On my way to buy a stamp and post a mothers day card yesterday I had to risk my life to cross a 30mph road that most cars drive along at 40mph+ then walk back into the road to pass a lorry and a car parked on the pavement. I then had to give way to 2 cars that jumped a red light at the pedestrian crossing.
It would have been so much easier (and safer) to drive down to the post office and park on the pavement outside.
No one gives a s**t around here not even the Police!
The council are dealing with the appalling infrastructure around here by building two new roundabouts for £2M which will make the already dangerous roundabout even more dangerous for the non-motorist.
Good luck to the Chief Medical Officer; she has no hope while the current free for all attitude persists.

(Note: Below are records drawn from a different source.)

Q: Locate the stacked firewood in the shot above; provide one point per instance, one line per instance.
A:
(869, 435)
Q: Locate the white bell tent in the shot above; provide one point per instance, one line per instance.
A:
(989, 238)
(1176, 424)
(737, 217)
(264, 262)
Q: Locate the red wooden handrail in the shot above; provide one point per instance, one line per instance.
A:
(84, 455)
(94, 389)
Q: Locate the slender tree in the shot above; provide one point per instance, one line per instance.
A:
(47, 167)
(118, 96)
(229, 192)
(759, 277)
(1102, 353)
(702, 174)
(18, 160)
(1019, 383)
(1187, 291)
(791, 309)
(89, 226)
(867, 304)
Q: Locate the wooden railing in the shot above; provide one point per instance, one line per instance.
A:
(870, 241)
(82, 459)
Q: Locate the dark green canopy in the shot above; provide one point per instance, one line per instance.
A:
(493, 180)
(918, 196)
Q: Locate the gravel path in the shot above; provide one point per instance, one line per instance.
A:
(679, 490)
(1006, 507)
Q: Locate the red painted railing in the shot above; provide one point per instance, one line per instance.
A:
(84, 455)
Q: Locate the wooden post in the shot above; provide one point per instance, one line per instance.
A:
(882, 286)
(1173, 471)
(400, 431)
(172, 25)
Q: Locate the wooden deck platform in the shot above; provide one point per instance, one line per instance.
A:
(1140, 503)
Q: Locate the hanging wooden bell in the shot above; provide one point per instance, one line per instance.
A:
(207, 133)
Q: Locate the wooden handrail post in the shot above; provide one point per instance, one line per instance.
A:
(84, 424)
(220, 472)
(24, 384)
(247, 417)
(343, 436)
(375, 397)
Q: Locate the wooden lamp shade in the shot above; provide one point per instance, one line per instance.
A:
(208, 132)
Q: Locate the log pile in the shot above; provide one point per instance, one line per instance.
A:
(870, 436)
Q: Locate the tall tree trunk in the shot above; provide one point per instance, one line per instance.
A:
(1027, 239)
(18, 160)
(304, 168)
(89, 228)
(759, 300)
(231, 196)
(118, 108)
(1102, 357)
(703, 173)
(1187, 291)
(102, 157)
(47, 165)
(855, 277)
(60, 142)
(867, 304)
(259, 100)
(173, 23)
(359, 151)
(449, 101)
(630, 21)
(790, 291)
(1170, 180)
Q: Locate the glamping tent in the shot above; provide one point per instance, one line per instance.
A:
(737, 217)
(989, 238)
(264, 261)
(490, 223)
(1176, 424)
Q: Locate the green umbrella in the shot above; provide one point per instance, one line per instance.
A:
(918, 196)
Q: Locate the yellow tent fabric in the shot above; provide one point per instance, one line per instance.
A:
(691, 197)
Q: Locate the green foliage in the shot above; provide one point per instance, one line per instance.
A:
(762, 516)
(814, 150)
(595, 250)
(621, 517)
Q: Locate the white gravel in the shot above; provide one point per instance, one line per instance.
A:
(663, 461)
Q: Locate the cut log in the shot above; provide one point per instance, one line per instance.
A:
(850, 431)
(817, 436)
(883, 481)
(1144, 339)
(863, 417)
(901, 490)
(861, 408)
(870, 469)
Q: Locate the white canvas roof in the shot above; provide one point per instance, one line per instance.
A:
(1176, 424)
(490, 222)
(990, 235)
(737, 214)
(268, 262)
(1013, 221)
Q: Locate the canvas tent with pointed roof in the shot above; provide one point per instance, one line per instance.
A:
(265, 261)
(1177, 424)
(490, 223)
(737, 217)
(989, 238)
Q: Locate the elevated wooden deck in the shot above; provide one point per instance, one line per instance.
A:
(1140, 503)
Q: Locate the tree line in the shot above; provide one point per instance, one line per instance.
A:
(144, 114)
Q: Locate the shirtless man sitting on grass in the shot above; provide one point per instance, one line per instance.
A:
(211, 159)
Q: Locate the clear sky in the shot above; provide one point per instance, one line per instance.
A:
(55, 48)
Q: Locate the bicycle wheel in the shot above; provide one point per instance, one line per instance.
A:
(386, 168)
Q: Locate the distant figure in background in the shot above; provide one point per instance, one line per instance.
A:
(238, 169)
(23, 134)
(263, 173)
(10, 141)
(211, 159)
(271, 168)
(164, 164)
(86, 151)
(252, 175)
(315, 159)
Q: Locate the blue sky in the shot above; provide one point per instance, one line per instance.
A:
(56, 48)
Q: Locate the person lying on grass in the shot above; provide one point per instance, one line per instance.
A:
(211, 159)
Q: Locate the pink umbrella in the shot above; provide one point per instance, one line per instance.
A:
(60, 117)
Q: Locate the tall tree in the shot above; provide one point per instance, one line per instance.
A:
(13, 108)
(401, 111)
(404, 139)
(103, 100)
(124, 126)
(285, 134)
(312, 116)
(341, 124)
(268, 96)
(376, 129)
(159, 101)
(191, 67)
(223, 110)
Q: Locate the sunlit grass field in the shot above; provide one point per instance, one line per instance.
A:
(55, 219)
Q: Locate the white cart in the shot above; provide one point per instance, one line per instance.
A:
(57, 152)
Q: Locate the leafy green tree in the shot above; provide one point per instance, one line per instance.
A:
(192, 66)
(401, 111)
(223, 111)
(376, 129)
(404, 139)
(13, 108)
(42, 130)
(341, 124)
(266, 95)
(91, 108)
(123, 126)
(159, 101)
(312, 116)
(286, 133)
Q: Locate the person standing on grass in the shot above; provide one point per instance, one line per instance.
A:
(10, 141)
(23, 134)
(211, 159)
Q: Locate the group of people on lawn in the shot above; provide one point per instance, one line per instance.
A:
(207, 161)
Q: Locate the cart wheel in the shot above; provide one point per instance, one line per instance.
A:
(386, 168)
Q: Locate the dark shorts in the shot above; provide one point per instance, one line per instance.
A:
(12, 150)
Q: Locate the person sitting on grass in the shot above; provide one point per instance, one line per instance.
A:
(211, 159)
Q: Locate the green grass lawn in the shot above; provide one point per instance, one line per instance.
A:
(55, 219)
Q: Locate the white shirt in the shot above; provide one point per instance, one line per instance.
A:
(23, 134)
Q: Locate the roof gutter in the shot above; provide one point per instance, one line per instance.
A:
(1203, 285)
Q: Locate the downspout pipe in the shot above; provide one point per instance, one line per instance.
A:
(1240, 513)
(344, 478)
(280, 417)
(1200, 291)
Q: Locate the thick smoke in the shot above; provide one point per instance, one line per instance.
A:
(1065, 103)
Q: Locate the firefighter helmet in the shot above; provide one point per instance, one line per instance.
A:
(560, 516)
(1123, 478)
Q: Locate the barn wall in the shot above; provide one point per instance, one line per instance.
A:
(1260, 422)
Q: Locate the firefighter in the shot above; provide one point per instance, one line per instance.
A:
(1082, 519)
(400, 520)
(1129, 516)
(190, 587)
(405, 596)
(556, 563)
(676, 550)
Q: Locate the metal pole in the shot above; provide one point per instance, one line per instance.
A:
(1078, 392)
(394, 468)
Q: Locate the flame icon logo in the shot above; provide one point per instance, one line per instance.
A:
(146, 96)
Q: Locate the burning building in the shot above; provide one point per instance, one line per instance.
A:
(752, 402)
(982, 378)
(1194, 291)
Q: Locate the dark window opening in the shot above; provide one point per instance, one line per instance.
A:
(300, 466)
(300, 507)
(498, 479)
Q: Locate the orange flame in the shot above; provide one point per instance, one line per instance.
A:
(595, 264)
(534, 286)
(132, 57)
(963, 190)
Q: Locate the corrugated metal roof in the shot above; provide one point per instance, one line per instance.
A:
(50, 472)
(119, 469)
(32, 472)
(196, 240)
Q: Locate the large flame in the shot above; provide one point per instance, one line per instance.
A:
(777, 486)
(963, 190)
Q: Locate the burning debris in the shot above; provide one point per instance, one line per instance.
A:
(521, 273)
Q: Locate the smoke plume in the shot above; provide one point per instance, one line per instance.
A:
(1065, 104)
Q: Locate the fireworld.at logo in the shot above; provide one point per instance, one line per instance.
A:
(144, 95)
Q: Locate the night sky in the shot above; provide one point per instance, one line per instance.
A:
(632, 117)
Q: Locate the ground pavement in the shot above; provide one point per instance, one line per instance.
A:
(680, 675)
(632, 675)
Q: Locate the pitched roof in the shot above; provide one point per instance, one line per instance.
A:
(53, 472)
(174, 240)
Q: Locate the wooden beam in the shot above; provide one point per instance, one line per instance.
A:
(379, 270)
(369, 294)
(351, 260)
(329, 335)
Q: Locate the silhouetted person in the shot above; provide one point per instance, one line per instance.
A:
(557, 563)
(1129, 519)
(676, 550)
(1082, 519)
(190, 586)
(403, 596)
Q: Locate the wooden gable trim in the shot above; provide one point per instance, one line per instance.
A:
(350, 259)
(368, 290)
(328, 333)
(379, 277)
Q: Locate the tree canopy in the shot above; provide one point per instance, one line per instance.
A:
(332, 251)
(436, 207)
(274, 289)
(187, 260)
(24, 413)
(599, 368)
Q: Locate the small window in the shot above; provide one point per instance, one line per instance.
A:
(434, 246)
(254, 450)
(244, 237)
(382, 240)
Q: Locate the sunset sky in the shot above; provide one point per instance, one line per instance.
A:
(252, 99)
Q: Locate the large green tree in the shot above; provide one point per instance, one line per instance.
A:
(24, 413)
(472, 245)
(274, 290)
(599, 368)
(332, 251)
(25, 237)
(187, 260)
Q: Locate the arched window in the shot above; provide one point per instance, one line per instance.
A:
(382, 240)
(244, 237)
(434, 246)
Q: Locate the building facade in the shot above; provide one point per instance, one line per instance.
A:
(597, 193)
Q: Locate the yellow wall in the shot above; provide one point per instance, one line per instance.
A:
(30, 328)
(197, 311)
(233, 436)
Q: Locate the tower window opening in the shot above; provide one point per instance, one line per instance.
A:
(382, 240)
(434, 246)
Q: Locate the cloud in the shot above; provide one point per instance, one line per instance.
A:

As I have pointed out before, the prejudice directed at cyclists is not rational, and is thus immune to reason.

100% of cyclists could start to obey 100% of cycling laws tomorrow, and we would still be hated.

The government at the moment has other priorities: an idealogically-motivated drive to complete the transfer of wealth to the rich, to ensure that those whose labour drives the economy, are terrorized into submissively accepting wage cuts, longer hours, and that the weakest members of society are left to die quietly, because it costs money to look after them.

The democratic process has failed. The system is broken.

It must be destroyed, and rebuilt from scratch.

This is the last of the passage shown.